SEBRING — Highlands County residents will be breathing a collective sigh of relief with the rest of Florida as it looks like the peninsula will not get a hit from the Gulf of Mexico disturbance currently known as Potential Tropical Cyclone Two.

The National Oceanic and Atmospheric Administration’s National Hurricane Center said there is a good possibility of a tropical depression by today (Thursday).

NOAA Meteorologist Ernie Jillson told the Highlands News-Sun on Wednesday the storm is now forecast at near 100% to develop and he didn’t see any reason why the storm would not. He said by 8 a.m. Thursday, the possible cyclone could be a tropical depression and by 8 p.m. the depression could be upgraded into a tropical storm. It is forecast to be a hurricane on Friday.

If it becomes a named storm, the storm’s name will be Barry.

The good news for Florida is that NOAA is calling for the storm to track west-southwest at 8 mph.

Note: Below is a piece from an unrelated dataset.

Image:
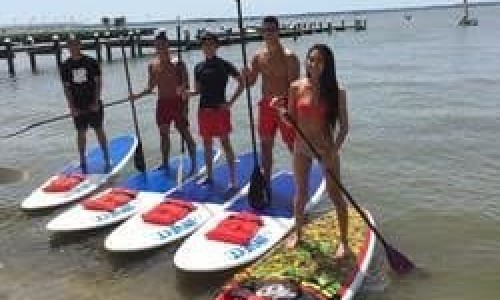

The storm should move south of Mississippi and Alabama then move into the northwest central Gulf into the upper-Texas coast to Louisiana, according to Jillson.

“Highlands County is not going to have any impact at all,” Jillson said. “The Panhandle could get some rain, but no storm surge or direct winds from the storm.”

However, the normal afternoon thunderstorms will still be in effect for Highlands County.

Jillson warned that we still have a long way to go until hurricane season is over with the peak still ahead of us.

“Hurricane season runs through Nov. 30,” Jillson said. “The most active times are in August, September and sometimes in October. It is way too early to say ‘we dodged a bullet.’

“This one we are OK with,” he said. “Nobody can say whether Florida will get a direct hit this season.”

Jillson said NOAA will update its hurricane season forecast as needed and he believed the next update was going to be in August.

As of press time on Wednesday, storm surges and tropical storm watches have been issued for the northern Gulf of Mexico.

The NOAA website defines storm surge and tropical storm warnings as:

“Storm Surge Warning: There is a danger of life-threatening inundation from rising water moving inland from the shoreline somewhere within the specified area, generally within 36 hours.”

The site says to know evacuation routes and listen for updates from local officials.

“Tropical Storm Warning: Tropical storm conditions (sustained winds of 39 to 73 mph) are expected within your area within 36 hours.”

A 10 a.m. NOAA public safety bulletin issued on Wednesday read: “A Storm Surge Watch has been issued from the Mouth of the Pearl River to Morgan City, Louisiana. The water could reach 3 to 5 feet above ground level if the peak surge occurs at the time of high tide.

“A Tropical Storm Watch has been issued from the Mouth of the Mississippi River to Morgan City, Louisiana. Tropical storm conditions are possible within the watch area by late Thursday or early Friday.”